CS184 Lecture 37 summary

Aliasing and Anti-Aliasing

Aliasing is a problem caused by sampling in images. e.g. when you draw a line or polygon using a filling scheme you are really sampling a  shape with infinitely-many points at a finite subset of those points (the pixels). Sampling theory says that sampling works OK (in terms of preserving all the information in a signal) when the sampling rate is twice the frequency of the highest-frequency component in the signal. This required sampling frequency is called the Nyquist frequency.

When we talk about 2D shapes, frequency is spatial frequency. If you took the 2D Fourier transform of a polygon (thought of as a 0-1 valued function of x and y, where 0 is outside, 1 is inside), you would get lots of spatial frequencies that are much higher than the rate at which you are sampling, which is one over the pixel spacing. Therefore you get aliasing and the "jaggies" (staircase effect).

You can eliminate aliasing in various ways. Mathematically, what you want to do is to remove those high-frequency components in the signal before you sample it. Removing high frequencies corresponds to low-pass filtering. In the spatial case, that means smoothing. If you think of smoothing out that 0-1 valued polygon function, you would get a gentle mesa with sides that slope gracefully down to 0. When you sampled it, you would get 1 when you're well inside and 0 when you're well outside, but near the boundary, you would get intermediate values.

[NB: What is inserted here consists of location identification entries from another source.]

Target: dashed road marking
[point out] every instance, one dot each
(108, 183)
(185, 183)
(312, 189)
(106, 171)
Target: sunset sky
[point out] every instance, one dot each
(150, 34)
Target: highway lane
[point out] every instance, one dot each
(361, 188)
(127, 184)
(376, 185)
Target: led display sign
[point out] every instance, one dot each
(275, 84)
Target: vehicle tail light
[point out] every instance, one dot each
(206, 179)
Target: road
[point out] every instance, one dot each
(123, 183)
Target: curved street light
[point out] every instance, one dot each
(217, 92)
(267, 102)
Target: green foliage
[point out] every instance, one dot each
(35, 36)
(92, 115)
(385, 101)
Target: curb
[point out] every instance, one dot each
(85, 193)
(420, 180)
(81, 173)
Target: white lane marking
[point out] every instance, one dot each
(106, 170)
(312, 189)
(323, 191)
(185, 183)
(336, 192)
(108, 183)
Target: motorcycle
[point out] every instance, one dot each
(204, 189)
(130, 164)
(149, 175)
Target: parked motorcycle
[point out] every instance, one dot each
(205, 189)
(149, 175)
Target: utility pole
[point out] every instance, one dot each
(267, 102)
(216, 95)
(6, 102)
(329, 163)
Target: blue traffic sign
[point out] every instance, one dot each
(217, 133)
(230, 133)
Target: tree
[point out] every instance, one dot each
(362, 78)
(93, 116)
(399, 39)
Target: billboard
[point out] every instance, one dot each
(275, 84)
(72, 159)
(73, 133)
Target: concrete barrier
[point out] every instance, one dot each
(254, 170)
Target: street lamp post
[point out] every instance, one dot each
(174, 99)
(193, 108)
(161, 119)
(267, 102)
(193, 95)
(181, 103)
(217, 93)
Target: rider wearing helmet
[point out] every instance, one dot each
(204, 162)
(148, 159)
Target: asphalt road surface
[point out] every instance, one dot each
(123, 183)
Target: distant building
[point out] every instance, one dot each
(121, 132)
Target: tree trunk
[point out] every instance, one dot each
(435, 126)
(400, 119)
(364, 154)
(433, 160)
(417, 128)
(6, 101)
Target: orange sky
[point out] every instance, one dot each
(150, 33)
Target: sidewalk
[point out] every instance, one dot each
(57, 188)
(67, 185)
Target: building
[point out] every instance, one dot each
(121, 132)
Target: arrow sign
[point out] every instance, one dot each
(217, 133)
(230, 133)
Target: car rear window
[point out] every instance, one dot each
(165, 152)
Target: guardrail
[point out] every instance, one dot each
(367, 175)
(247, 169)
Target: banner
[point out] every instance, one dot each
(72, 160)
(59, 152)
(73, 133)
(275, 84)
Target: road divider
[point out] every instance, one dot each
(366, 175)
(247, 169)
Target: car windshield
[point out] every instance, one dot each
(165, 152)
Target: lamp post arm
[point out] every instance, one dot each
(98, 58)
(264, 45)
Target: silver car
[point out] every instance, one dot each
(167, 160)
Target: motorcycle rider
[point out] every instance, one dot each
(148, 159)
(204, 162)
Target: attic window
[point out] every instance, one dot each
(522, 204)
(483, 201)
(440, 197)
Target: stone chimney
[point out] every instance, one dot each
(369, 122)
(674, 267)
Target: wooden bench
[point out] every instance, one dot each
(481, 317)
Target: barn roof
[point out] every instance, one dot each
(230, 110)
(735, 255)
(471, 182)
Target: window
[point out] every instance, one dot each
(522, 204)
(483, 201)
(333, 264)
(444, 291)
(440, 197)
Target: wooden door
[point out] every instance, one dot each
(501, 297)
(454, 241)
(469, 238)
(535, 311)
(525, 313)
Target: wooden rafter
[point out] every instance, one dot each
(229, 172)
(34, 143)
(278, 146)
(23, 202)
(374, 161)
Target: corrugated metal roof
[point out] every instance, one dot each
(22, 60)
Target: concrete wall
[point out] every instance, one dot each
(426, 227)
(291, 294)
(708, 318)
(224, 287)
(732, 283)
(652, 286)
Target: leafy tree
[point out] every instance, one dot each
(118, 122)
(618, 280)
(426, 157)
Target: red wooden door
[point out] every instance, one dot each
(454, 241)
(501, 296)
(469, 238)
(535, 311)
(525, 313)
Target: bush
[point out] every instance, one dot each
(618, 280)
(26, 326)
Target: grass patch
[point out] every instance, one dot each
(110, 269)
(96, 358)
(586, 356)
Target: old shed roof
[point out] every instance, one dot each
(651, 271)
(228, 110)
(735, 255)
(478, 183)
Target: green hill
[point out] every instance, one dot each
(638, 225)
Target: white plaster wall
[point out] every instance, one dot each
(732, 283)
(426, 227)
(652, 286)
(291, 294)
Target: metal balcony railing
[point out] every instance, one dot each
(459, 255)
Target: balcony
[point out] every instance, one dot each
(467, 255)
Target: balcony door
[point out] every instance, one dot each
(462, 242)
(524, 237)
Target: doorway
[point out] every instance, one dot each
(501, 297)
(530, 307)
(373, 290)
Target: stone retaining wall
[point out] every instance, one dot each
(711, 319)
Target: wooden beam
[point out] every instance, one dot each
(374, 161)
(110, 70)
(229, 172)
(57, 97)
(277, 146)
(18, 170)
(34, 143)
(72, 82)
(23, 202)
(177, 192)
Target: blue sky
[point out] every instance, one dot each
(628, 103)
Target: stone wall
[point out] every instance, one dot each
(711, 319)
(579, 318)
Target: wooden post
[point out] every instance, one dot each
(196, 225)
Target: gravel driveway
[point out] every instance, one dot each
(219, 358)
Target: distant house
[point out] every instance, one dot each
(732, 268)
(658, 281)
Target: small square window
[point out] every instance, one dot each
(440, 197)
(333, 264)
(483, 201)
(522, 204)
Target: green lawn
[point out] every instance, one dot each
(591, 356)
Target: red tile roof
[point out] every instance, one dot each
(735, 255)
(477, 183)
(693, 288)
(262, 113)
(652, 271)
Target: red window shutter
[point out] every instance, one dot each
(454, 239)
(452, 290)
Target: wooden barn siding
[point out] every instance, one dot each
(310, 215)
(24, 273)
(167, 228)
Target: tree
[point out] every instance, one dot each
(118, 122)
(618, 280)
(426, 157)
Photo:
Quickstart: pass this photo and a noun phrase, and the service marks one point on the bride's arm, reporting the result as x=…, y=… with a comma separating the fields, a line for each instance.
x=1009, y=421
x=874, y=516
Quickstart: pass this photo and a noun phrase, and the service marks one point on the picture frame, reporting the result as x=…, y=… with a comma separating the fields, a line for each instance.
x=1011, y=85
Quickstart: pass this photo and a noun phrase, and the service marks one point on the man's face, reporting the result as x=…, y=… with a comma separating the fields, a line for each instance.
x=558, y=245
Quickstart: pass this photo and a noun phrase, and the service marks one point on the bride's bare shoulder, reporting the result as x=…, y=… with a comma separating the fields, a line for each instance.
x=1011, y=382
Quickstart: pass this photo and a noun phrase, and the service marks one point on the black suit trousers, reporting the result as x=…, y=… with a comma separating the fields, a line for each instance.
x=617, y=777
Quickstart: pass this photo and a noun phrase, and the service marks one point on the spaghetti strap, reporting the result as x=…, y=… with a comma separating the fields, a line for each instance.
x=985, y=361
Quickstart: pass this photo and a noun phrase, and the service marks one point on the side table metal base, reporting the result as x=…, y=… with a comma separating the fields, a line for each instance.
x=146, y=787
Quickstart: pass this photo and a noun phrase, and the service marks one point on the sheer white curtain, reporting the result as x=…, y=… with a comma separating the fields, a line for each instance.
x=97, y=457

If you display those samples on a monitor, you will probably not see any jaggies. That's the theory behind anti-aliasing.

Supersampling

One simple scheme for anti-aliasing is supersampling. Instead of taking a single sample at the middle of a pixel, with subdivide the area of the pixel into smaller squares, and sample in the middle of each one. Then we compute the average. That amounts to low-pass filtering the image with a square averaging function.  You might recall that this method is an option in BMRT, and we used it for distributed ray-tracing.

For example, if you subdivide a pixel into 3x3 pixels, then you make 9 samples per pixel (sketch). If the object being sampled is a Bresenham-drawn line, there will be a maximum of 3 pixels on. So this scheme gives 4 gray levels per pixel (corresponding to 0, 1, 2 or 3 pixels in the subsamples) between 0 and 1.

Its often desirable to thicken the line (e.g. make it a polygon with parallel sides - sketch). Then there are more pixels that can fit in the 3x3 window, and there will be more gray levels produced. But note that this line will appear thicker as well.

Taking the direct average of the super-sampling pixels isnt the best way to use them. You can weight the samples near the middle more heavily - the book argues that this is "natural" because they are more representative of the pixel value. But a better explanation is that this is a better smoothing function. An equal-weight averaging mask lets through high frequencies. By smoothing the sides of this mask, i.e. by reducing the weights of pixels near the edge of the mask, it does a better job of filtering high spatial frequencies, and therefore a better job of anti-aliasing. e.g. a 3x3 weighted averaging mask is typically:

1   2   1
2   4   2
1   2   1

Area Sampling

Supersampling helps by applying an averaging filter to remove high frequencies. But this filter itself is sampled, albeit at a higher rate than the final image. That means some aliasing happens when the mask is applied. A true continuous averaging mask would compute the exact area of the polygon or thickened line that intersects the pixel area. When the polygons are represented using their edges, its possible to compute the overlap area exactly (sketch). Area sampling can do a better job than supersampling, but its still not a good idea to use a square averaging function (with steep sides). What you really want is a continuous averaging function that tapers off smoothly at the edges.

Spatial Filtering

Spatial filtering is the application of a smooth, continuous averaging function to the image before sampling. That is, you want the area of the primitive that's contained inside the pixel area, weighted by a certain smooth function over the pixel area. This can involve some hairy integrals. So you dont want to do it when try to render 30M pixels a second! But you can pre-compute a lookup table, indexed say by the x and y intersections of lines with the pixel boundary. The weights are additive, so you can use one lookup for the top of the line, and another for the bottom. This is pretty exotic way to draw pixels, but is available in some high-end systems.